Making Robots Talk to Each Other
Robots that can work together and communicate are not only more efficient, they’re cheaper—since not every robot has to excel at every task.
Getting different types of robots to talk to each other and collaborate means each can focus on what it does best.
When you give two robots the ability to communicate in real-time, the possibilities for their teamwork are vast. Researchers at Carnegie Mellon University have done just that: enabled two types of robots with very different capabilities to collaborate in order to fulfill people’s requests.
Baxter is a stationary robot, equipped with two arms that can delicately manipulate objects, while CoBot has no arms but is adept at navigating indoor spaces and can reliably deliver objects using its front-end basket. The researchers wanted each robot’s strengths to make up for the other’s shortcomings, so they could work together to relieve humans of menial duties such as fetching and delivering objects throughout a building.
The robots talk wirelessly, using a common domain language to convey events as they occur, and, crucially, they also provide feedback to each other, which allows them to work together even when things don’t go exactly as planned. When the two robots coӧrdinate, they have three options for deciding what to do next: one robot can tell the other robot to wait until a certain moment to act; one can instruct the other to repetitively carry out the same activity until a particular moment; or one robot can simply ask the other what to do.
“There’s actually a sort of conversation going on here,” says Manuela Veloso, a professor of computer science who is involved in the research. “The robots can adjust to each other and optimize their work.”
Previously successful robot teams have either involved robots of the same type, or have involved heterogeneous robots acting in fixed scenarios. The trick to adaptive, diverse robot teams is to have the bots interact sparingly, says Veloso. The individual robots work independently until they absolutely must interact to complete a task, leaving fewer opportunities for mistakes and providing more flexibility.
These teams work best when one specialized robot like Baxter is the nexus of a group of simpler robots – Baxter carries out the fine-tuned parts of a task, and then enlists the help of any available nearby CoBot to take on the grunt work of delivery.
“Imagine Baxter is cooking breakfast for someone,” says Steven Klee, a graduate student working on the project. “The process of cracking an egg and cooking it shouldn’t require [Baxter] to interact with CoBot. However, the robots need to coӧrdinate when CoBot delivers the egg.”

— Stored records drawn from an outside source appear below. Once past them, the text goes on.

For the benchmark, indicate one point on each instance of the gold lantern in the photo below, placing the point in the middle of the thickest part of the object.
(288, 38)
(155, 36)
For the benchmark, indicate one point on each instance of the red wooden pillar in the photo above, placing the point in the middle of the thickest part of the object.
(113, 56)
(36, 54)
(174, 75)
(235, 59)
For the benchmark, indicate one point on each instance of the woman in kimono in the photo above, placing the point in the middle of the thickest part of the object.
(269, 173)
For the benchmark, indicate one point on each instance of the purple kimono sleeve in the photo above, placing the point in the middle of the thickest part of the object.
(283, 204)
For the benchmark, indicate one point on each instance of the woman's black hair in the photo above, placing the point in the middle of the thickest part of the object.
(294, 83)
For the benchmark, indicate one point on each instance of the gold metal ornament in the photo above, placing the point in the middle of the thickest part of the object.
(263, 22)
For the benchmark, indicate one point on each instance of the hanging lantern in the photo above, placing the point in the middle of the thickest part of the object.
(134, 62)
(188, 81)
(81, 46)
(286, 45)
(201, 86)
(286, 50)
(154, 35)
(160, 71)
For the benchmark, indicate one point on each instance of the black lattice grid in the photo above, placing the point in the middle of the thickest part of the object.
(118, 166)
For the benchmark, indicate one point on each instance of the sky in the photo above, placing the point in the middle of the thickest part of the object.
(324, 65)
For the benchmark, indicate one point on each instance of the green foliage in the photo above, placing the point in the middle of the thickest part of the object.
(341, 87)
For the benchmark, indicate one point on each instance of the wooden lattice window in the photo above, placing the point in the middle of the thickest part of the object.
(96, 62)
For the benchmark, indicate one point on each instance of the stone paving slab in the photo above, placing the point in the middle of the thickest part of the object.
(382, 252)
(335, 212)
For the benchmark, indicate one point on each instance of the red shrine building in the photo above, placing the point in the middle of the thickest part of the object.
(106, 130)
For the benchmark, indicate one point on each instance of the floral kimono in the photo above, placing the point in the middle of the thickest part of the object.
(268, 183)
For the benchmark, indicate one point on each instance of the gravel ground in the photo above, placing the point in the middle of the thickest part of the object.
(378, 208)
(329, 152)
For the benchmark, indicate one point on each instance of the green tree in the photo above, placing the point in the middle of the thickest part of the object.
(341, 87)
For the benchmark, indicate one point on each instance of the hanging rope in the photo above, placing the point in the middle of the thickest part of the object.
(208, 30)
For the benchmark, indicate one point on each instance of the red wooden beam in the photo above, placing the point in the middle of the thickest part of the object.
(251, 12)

Reducing the amount of interaction in the system also means that if one team member malfunctions or breaks, a ripple of problems won’t ensue. And the broken bot can easily be replaced without its collaborators noticing. Although CMU’s project only focuses on work done between Baxter and CoBots, Klee says the same team structure could work with any number of robot combinations.
This kind of collaboration might not work for tasks that aren’t easily divvied up or that require more constant communication, but teamwork between robots like Baxter and CoBot is overall very efficient, says Julie Shah, who heads MIT’s Interactive Robotics Group. Shah was not involved in the CMU project, but says, “Designing every robot in a team to be good at everything is like the saying, ‘Jack of all trades, master of none.’ It ends up being very expensive, and redundant.”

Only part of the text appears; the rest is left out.